My mind is sending me signals I must not ignore.
But my heart can't handle much pain anymore.
Might as well rip me open and tear out my heart.
I'm sure it'll be a great start.
A start for you, I'm sure I'll be okay.
An ending for me, the start of your brand new day.
The sun will be shining and the rain will not pour.
I'm leaving you behind, I'm closing the door.
I'm sick of this hiding, these secrets, these lies.
All this could end with two quick good byes.
But I'm afraid of this life without a good live.
But you are not willing to give all you can give.
I'll back away now while I'm still a whole.
Go home and get high, smoke away this bowl.
I'll live life like I don't know you and carry on my ways.
But without you I'm only living in a daze.
Just hold my hand and make me smile.
I promise I'll love you for a good, long while.
But It's all in my head.
Please forget what I said.
I'm sick of these lies...
I'm saying my final goodbyes.
I'm living in this lie all by myself.
so I'll reach up high and store it on the top shelf.
I know you don't care.
But seeing you with her, I cannot bear.
I'm asking for you, as a whole.
But it just so happens that you can't pay that toll.

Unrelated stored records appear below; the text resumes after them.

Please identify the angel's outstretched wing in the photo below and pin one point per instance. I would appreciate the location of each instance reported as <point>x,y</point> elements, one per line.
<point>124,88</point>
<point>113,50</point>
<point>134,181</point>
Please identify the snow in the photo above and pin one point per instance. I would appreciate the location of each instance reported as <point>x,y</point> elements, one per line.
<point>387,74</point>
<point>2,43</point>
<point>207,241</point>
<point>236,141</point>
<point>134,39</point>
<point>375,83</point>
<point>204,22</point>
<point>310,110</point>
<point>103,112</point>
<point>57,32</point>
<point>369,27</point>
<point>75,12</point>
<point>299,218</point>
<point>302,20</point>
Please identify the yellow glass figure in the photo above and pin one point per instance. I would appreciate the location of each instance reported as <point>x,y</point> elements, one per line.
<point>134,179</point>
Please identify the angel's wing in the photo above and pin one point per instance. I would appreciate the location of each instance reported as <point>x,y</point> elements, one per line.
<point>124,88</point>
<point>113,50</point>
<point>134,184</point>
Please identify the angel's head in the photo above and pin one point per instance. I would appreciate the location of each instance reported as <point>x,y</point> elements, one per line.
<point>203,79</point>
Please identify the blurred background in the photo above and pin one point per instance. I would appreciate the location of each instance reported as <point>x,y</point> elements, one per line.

So I'm flying way up high,
To empty my mind of that final goodbye.
I have to forget, I have to back down.
Sorry you have to see me wear this frown.
Walk around with my head held low.
My face lost of all it's glow.
I'm stumbling on my words, falling over you.
Trying to forget all that you do.
Maybe it'll turn around and shoot for the stars.
But I'll be lost flying passed mars.
Your hands i will tie.
As I say my last goodbye.
I know I can never get up the nerve.
To tell you a bye that you don't deserve.
But I'm stuck here thinking what to do.
But, then again, so are you.
I'll say I'm confused, I'll admit this is wrong.
Like not knowing the lyrics to your favorite song.
So, I don't want to do this anymore.
It makes me feel rotten to the core.
But I can't wake up from my dreams.
Even though they are being ripped at the seams.
I have to look at it like this..
I could never taste your kiss.
Like I said, I'm tired of our lies.
But we just can't make those final goodbyes.